Usando células da pele humana, os pesquisadores mostraram que, mesmo em concentrações muito baixas, a palitina pode absorver os raios nocivos do Sol e proteger a pele da radiação. Também mostraram, em laboratório, que esse aminoácido proveniente de algas marinhas é um poderoso antioxidante, podendo oferecer proteção à pele contra o estresse oxidativo. Essa reação química é responsável por danos celulares e pelo fotoenvelhecimento.

Segundo Lawrence, a exposição à radiação solar induz a altos níveis de estresse oxidativo, e os protetores atuais não oferecem esse tipo de proteção. “Nossos dados mostram que, com mais pesquisa e desenvolvimento, os protetores solares de origem marinha podem ser uma possível solução com impacto positivo significativo na saúde dos habitats marinhos e da vida selvagem, ao mesmo tempo em que fornecem uma blindagem ainda mais eficaz aos danos solares causados à pele humana”, enfatiza Antony Young, também autor do estudo.

Segundo Keila Pati, dermatologista do Hospital Santa Marta, em Brasília, a substância em teste pode inclusive facilitar os cuidados rotineiros com a pele. “Existem diversos antioxidantes derivados de produtos naturais que, se usados associados aos protetores solares, potencializam a ação anti-UV. Eles existem tanto na forma oral quanto na tópica. Mas, infelizmente, ainda não são usados como substitutos dos filtros solares habituais. Acredito que esse seja o caminho, como esse artigo propõe”, explica.
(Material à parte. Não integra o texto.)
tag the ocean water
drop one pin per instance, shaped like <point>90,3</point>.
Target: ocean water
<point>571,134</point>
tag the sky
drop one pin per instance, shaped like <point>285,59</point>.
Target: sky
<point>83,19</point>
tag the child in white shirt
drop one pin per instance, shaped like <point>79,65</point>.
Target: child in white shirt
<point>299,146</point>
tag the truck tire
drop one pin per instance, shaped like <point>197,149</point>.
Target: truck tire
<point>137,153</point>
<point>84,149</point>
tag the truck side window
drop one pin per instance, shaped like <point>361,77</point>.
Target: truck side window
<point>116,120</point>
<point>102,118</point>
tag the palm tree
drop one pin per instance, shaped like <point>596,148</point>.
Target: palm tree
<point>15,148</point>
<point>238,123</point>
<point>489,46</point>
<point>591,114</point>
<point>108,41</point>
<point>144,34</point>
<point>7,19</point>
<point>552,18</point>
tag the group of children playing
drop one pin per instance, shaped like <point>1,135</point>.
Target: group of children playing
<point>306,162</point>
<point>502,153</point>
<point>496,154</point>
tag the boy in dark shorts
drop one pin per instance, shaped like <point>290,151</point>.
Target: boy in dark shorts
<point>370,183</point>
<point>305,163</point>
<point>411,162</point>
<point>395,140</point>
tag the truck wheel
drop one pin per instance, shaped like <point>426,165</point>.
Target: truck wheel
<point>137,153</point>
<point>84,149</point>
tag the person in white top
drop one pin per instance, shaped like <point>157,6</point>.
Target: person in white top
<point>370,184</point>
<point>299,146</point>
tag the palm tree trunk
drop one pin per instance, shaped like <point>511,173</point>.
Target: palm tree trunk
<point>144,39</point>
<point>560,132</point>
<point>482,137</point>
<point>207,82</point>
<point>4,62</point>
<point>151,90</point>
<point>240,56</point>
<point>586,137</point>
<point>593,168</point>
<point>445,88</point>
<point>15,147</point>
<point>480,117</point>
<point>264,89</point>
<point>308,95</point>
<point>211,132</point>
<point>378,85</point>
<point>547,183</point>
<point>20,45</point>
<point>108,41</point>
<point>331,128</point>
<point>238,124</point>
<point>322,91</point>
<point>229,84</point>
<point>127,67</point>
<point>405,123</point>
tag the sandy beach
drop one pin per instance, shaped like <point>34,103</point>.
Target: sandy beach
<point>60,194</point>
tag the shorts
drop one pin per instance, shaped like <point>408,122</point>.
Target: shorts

Para a médica, também é importante desenvolver protetores que beneficiem o maior número de pessoas possível. “É de suma importância o desenvolvimento desse tipo de produto, já que todas as formas de vida no nosso planeta estão interligadas, e algum desequilíbrio desses ecossistemas acaba afetando, mesmo que indiretamente, a nossa saúde e o nosso bem-estar. Além do desenvolvimento desses novos recursos, devemos buscar que eles venham ao consumidor a um valor acessível, além de conscientizar a população sobre a importância dessas novas ações, para que haja uma maior aderência de todos.” (VS)

Por uma transição segura

“A pele assume um papel primordial em nossa saúde, tanto por ser o maior órgão do corpo humano quanto por desempenhar funções cruciais, como a síntese de vitamina D, agir como uma barreira física e química para impedir a entrada de patógenos, além de regular a nossa temperatura. A condição de ser o órgão mais externo, a torna susceptível a agressões ambientais tanto da poluição quanto das radiações solares, da luz visível e do infravermelho, que culminam na piora do envelhecimento precoce. Os filtros solares antiultravioleta começaram a ser produzidos em escala industrial na década de 1970. Mas, com a clara mudança atual do mercado consumidor, que passou a preferir ingredientes naturais aos sintéticos, são imprescindíveis novos estudos sobre a efetividade clínica e as funções biológicas dos extratos naturais para que consigamos, de forma segura e científica, transitar para a fotoproteção tópica e oral com ativos naturais.” Patrícia Castro, dermatologista.